Initial Margin is a term which originates in the exchange-traded market. When trading on an exchange each contract has a specific Initial Margin amount which must be deposited with the exchange to cover potential losses resulting from your counterparty's default. With OTC Derivatives it has become a misnomer, a better name might be "Portfolio Risk Margin" or "Scenario Risk Margin" or "Future Potential Losses Margin" which are nearer to the definition.

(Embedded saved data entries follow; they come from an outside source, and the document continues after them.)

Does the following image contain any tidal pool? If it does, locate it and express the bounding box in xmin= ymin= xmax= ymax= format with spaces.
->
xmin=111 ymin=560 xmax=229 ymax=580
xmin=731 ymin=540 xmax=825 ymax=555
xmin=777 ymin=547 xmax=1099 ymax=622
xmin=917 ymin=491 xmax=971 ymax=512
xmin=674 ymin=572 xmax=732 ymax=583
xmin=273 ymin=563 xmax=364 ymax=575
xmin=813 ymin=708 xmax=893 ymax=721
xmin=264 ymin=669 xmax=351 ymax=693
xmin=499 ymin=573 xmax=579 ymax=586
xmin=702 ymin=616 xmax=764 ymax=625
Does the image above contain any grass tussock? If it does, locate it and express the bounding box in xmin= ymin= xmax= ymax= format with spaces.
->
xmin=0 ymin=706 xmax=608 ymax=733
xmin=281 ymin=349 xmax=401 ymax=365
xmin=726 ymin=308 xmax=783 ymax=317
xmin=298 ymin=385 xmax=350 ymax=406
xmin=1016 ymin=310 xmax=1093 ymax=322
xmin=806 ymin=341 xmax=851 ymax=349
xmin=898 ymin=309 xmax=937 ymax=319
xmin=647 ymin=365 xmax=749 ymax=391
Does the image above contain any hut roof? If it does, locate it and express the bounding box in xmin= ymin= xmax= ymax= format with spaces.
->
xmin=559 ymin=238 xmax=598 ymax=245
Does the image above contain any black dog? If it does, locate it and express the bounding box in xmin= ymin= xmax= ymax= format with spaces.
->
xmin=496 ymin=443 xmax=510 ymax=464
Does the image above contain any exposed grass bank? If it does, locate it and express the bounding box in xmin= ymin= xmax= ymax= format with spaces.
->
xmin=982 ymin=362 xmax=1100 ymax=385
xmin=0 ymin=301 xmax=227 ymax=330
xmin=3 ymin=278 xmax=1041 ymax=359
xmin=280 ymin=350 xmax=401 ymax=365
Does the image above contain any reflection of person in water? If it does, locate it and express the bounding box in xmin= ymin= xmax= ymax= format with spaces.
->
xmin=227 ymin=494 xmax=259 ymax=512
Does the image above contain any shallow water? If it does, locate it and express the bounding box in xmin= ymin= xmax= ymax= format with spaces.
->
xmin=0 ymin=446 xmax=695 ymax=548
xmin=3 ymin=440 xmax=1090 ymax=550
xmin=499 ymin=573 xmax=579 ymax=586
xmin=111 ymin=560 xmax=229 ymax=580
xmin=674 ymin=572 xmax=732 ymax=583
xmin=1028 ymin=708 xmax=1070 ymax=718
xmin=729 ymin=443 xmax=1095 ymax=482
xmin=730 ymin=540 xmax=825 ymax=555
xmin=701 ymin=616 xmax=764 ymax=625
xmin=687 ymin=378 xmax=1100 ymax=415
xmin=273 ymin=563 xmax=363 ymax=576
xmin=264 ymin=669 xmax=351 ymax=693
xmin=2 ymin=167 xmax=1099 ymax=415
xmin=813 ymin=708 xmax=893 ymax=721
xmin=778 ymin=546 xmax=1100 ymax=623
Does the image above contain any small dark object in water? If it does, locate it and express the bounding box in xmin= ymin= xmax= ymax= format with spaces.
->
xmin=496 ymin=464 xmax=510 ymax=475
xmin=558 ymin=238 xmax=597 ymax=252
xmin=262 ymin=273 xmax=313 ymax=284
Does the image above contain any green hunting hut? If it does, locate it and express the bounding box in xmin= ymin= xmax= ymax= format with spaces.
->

Initial Margin is calculated to cover the possible losses over a period of time from a default event to eventual close-out or hedging of your positions.
Imagine this sequence:
- Day 1: Your counterparty defaults. The default causes fears in the market and the price of swaps drops. You begin the process to liquidate the counterparty assets
- Day 2: You will have decided how to handle the defaulted portfolio, whether to hedge the portfolio to re-balance your risk, or to sell the positions and close them out. Either process takes time, and the swap market may still be dropping
- Days 3,4,5: Hedging or selling carries on until complete, in a volatile market
- Day 6: Process complete. The costs of placing hedges or any losses from closing the portfolio should be covered by the liquidation of assets on day 1
The factors that IM covers are:
- An uncertain period over which the portfolio is hedged or sold
- An uncertain swap market during which the process takes place
- An uncertain value of the entire portfolio
Key terms related to Initial Margin are:
Holding Period Scenarios VaR Simulation
Variation Margin could be regarded as a very short term form of IM with only a 1 day period. VM covers the loss if your counterparty fails to pay the change in the net portfolio value as of last close of business. In comparison IM may cover a 5 or 10 day period.
Any losses on a portfolio in a distressed market could far exceed the Variation Margin you are holding. Initial Margin bridges this gap and is intended to cover a wider range of loss scenarios.